4 CI/CD pipelines for automatic deployment of a R Shiny web app
It is good practice to integrate and develop an R Shiny app as an R package, to take full advantage of all the integrated features established for R packages (e.g., documentation, package namespaces, automated testing, R CMD check
, etc.). A typical development workflow to package a Shiny app is provided by the golem
package. Later in this chapter we will also indicate how to package a shiny app without the infrastructure provided by golem
.
Furthermore, version control systems such as Git are a great asset for keeping track an manage changes, especially in a collaborative setup.
The development of a packaged Shiny app under version control can easily enable and take advantage of:
- Continuous Integration (CI) pipelines to automate checks and ensure higher code quality and robustness;
- Continuous Deployment (CD) pipelines to automate the process of deployment to a productive environment.

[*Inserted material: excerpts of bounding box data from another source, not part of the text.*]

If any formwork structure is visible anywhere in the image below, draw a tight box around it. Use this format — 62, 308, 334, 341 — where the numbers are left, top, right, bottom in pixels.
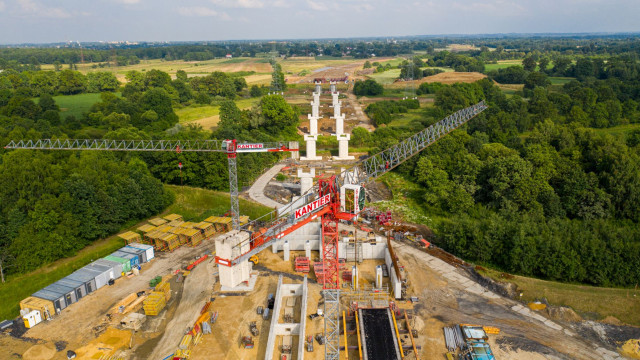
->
204, 216, 233, 233
193, 221, 216, 239
357, 308, 403, 360
118, 231, 142, 245
142, 292, 167, 316
162, 214, 183, 222
295, 256, 309, 273
174, 227, 204, 246
149, 218, 169, 226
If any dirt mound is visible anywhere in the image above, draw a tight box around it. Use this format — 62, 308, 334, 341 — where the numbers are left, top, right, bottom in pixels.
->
547, 306, 582, 322
22, 343, 56, 360
600, 316, 624, 325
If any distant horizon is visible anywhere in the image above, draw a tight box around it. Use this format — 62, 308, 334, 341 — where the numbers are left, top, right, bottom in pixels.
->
0, 30, 640, 47
0, 0, 640, 45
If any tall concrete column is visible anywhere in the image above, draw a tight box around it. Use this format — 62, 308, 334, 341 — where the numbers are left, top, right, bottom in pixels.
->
300, 86, 322, 161
331, 86, 354, 160
298, 168, 316, 195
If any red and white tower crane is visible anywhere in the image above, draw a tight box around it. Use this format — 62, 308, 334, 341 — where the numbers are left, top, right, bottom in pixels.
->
5, 101, 487, 360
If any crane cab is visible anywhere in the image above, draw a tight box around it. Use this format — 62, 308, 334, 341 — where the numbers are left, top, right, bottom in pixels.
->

This guide illustrates how to set up CI/CD pipelines with a focus on the increasingly popular GitHub Actions, which we recommend as a natural choice for GitHub open source projects. In particular, it shows how a Shiny app developed as an R package can be maintained on a GitHub repository, be deployed to and hosted on shinyapps.io using said CI/CD pipelines. For the sake of completeness, and for historical reasons, the guide also covers the CI/CD setup on Travis CI, a well established service that has become not attractive any longer for open source projects due to its change of policy in recent years.
ShinyCICD is a minimal example of a packaged Shiny app that will be used as an example throughout the guide. You can simply fork the repository and setup your specific user settings (especially for shinyapps.io) to see CI/CD pipelines in actions, or follow the steps described in this chapter to setup CI/CD pipelines for your own app.